Simple momentum algorithm. Got the rules from a book by Laurens Bensdorp.
Objective:
- Trade long only, a big index, mainly blue-chip stocks that rise in value.
- Execute trades once a week. Catch big trending stocks, expecting they will continue to rise.
- Outperform the S&P 500 with lower drawdowns in bear markets.
Trading universe:
- S&P 500. As Quantopian does not provide it directly, found something similar in the forums.
Filters:
- Minimum Average Volume of the last 20 days is above 1.000.000 shares (ensure liquidity).
- Minimum price is 1 USD.
Position Sizing:
- Maximum 10 positions, dividing the equity by 10 to get the position size.
Buys:
1. Trade the first day of the week.
2. Last close of the SPY is above the 200 daily SMA band (with a -2% buffer). In case it goes below, we go back to cash.

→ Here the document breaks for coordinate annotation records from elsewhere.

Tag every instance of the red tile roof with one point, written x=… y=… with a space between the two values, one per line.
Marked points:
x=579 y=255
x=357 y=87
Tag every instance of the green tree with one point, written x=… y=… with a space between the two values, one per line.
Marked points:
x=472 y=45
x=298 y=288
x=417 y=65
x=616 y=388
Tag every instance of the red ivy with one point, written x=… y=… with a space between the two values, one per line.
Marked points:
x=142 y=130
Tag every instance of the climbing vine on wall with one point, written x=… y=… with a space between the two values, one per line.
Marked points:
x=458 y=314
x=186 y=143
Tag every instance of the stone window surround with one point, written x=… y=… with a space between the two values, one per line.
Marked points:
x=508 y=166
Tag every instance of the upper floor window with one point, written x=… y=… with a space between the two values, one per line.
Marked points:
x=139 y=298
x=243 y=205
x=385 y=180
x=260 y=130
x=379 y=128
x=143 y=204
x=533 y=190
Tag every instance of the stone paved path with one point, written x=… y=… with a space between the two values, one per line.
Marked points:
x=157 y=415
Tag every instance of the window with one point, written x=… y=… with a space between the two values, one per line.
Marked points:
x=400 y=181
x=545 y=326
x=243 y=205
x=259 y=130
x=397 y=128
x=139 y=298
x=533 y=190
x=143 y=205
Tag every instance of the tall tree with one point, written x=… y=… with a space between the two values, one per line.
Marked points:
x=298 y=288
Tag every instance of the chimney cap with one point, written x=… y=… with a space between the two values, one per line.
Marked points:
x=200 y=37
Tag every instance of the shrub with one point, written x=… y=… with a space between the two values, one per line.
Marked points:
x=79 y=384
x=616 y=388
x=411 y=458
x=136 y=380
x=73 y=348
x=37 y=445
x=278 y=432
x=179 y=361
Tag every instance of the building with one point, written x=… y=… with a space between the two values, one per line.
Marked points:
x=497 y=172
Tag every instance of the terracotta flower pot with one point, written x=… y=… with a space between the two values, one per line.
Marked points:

3. Filter by the 3 day RSI of the stock. If it's below 50 it's a candidate (ensure not overbought).
4. Select the 10 stocks with the highest ROC-percentage increase over the last two hundred (momentum).
Sells:
1. Trade the first day of the week.
2. We rotate when one of the stocks of our portfolio is not in the top 10 ROC.
3. We exit all positions when the SPY is below the 200 daily SMA band (with a -2% buffer).
Notes:
- The algorithm tracks the available cash trying to avoid spending more than we have.
- The rebalance is split in 2 functions with an hour gap. This is just to "ensure" sell orders are filled before we start buying.
- The results are not as good as the backtests shown in the book, I might be missing something. However it does beat the S&P 500.